In cosa consiste la sorveglianza speciale? Le misure possono variare, ma solitamente prevedono l’obbligo di dimora nel comune di residenza, il rientro notturno, il divieto di espatrio, il divieto di frequentare pregiudicati e i luoghi da loro frequentati, il divieto di partecipare a manifestazioni pubbliche più varie ed eventuali. E’ l’isolamento dell’individuo “criminale” l’obiettivo, per allontanarlo da contesti non facilmente scardinabili dallo stato, come la microdelinquenza urbana, la criminalità organizzata e, per l’appunto, il variegato milieu sovversivo.

Se fino a poco tempo fa tutto questo era circoscritto, seppur con difficoltà, alle categorie di cui sopra, le attuali esigenze governative legate all’affaire covid hanno fatto sì che simili esigenze di controllo vengano estese a tutta la popolazione! I decreti emergenziali posti in essere, lungi dal contenere il contagio, hanno nell’ultimo anno stabilito che la limitazione della libertà personale è sempre dietro l’angolo, e che l’unica legittimità di vita possibile sta nel ritiro familiare e lavorativo.
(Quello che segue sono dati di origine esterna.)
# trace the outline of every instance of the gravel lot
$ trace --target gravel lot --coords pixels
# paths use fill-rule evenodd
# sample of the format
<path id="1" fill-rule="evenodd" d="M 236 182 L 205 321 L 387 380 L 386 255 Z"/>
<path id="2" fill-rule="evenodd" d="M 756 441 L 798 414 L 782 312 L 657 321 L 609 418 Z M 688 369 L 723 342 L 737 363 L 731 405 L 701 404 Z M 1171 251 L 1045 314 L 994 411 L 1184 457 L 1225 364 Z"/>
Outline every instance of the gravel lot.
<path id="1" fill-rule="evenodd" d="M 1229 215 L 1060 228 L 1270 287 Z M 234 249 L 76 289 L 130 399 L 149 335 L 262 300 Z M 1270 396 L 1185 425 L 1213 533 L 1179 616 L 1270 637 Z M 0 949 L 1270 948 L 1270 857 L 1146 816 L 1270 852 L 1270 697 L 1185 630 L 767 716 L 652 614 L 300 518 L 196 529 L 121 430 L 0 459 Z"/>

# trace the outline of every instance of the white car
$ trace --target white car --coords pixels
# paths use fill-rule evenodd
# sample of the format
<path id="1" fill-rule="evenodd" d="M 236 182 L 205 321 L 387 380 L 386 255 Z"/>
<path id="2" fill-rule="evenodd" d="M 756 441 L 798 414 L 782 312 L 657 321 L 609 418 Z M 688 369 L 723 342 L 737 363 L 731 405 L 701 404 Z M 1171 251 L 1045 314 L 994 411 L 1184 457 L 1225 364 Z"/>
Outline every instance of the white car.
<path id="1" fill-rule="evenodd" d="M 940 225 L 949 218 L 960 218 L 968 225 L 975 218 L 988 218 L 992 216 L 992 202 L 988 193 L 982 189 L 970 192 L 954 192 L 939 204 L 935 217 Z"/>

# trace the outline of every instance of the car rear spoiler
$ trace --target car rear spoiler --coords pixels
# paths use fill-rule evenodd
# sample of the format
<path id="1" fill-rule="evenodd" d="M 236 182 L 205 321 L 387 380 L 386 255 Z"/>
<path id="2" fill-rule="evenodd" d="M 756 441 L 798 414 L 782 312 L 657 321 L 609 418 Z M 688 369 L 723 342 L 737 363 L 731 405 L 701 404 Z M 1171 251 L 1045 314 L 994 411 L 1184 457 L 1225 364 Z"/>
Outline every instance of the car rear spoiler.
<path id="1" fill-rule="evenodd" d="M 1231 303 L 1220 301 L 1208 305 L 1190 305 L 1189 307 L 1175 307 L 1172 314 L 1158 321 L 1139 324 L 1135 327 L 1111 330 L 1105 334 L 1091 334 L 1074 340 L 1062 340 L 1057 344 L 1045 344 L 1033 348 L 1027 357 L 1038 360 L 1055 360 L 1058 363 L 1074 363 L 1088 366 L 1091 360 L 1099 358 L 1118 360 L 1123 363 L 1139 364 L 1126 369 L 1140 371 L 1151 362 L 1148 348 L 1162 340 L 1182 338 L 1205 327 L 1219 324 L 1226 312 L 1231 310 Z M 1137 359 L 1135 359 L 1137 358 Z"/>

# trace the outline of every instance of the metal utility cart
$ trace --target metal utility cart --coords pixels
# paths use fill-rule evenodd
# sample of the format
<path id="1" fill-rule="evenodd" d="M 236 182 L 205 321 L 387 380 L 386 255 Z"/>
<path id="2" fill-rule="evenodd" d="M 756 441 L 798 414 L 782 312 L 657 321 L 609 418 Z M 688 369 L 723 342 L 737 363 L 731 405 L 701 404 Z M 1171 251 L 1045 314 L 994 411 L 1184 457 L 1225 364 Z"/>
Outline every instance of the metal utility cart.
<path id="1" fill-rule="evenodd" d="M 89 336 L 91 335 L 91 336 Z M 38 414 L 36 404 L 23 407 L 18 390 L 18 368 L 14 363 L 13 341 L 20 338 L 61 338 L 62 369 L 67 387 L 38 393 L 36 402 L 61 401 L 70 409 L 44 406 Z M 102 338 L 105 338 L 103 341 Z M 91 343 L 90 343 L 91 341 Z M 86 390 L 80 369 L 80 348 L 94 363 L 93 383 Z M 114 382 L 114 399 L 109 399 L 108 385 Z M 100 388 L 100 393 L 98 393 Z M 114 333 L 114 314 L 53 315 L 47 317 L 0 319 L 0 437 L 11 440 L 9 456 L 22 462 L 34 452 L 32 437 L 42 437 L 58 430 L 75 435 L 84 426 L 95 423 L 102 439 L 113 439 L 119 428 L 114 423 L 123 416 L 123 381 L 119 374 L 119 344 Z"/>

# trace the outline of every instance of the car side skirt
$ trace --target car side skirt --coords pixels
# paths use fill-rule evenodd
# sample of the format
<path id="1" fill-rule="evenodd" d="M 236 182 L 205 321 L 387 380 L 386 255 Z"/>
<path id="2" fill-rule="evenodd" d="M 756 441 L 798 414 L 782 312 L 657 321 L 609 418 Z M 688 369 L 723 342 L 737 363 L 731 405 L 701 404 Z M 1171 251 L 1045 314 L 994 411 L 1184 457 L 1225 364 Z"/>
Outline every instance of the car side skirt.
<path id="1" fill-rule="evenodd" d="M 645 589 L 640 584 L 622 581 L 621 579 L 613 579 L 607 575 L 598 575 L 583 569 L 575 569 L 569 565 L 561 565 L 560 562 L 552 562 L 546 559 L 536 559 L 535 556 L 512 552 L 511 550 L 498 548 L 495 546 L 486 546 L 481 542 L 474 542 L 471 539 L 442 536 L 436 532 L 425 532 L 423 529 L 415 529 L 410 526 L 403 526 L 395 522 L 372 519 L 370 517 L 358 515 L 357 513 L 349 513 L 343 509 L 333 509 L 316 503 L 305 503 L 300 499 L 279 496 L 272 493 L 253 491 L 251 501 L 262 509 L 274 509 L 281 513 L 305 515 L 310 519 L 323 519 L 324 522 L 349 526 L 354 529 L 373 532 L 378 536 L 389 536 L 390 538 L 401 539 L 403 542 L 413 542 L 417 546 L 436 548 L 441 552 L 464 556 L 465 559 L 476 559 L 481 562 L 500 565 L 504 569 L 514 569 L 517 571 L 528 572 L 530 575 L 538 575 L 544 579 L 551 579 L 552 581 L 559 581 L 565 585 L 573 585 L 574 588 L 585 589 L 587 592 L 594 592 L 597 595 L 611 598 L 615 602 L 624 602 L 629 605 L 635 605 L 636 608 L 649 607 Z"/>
Di fronte al rinnovato scenario globale, non stupisce che la politica italiana si rimetta insieme dietro alle cariche massime della macelleria sociale e della guerra, come Mario Draghi posto a capo del governo, il Generale Figliuolo come commissario straordinario dell’emergenza covid, e per il Piemonte, Antonio Rinaudo, il boia in pensione della procura torinese a capo del piano regionale di vaccinazione. Come ciliegina sulla torta, un tecnico, un prefetto, al ministero degli interni. Non sono scelte casuali, ma determinate dalla dismissione dell’opera sociale dello Stato, che porta la bilancia repressiva dai sistemi soft del diritto al bastone puro e semplice. Si guardi al discorso delle amministrazioni pubbliche del nuovo millennio e non ci si troverà altro che le preoccupazioni riguardo al cosiddetto degrado urbano, i flussi migratori e il reperimento di risorse per il mantenimento dell’ordine pubblico. Poco importa se si chiudono le scuole, i presidi sanitari, i servizi assistenziali, determinando così la trasformazione dell’esistenza in un calvario; conta solo l’estensione del controllo all’interno dell’idea che chiunque protesti o manifesti con rabbia il proprio disagio sia stigmatizzabile come irrazionale o nemico del bene comune.

Come già ben scritto da alcuni compagni riguardo al grigiore dei tempi che viviamo: ”Non c’è più alcuna repressione del dissenso da quando ogni lotta viene diminuita a pura e semplice violenza, e ogni proposito di azione viene definito come terrorismo.”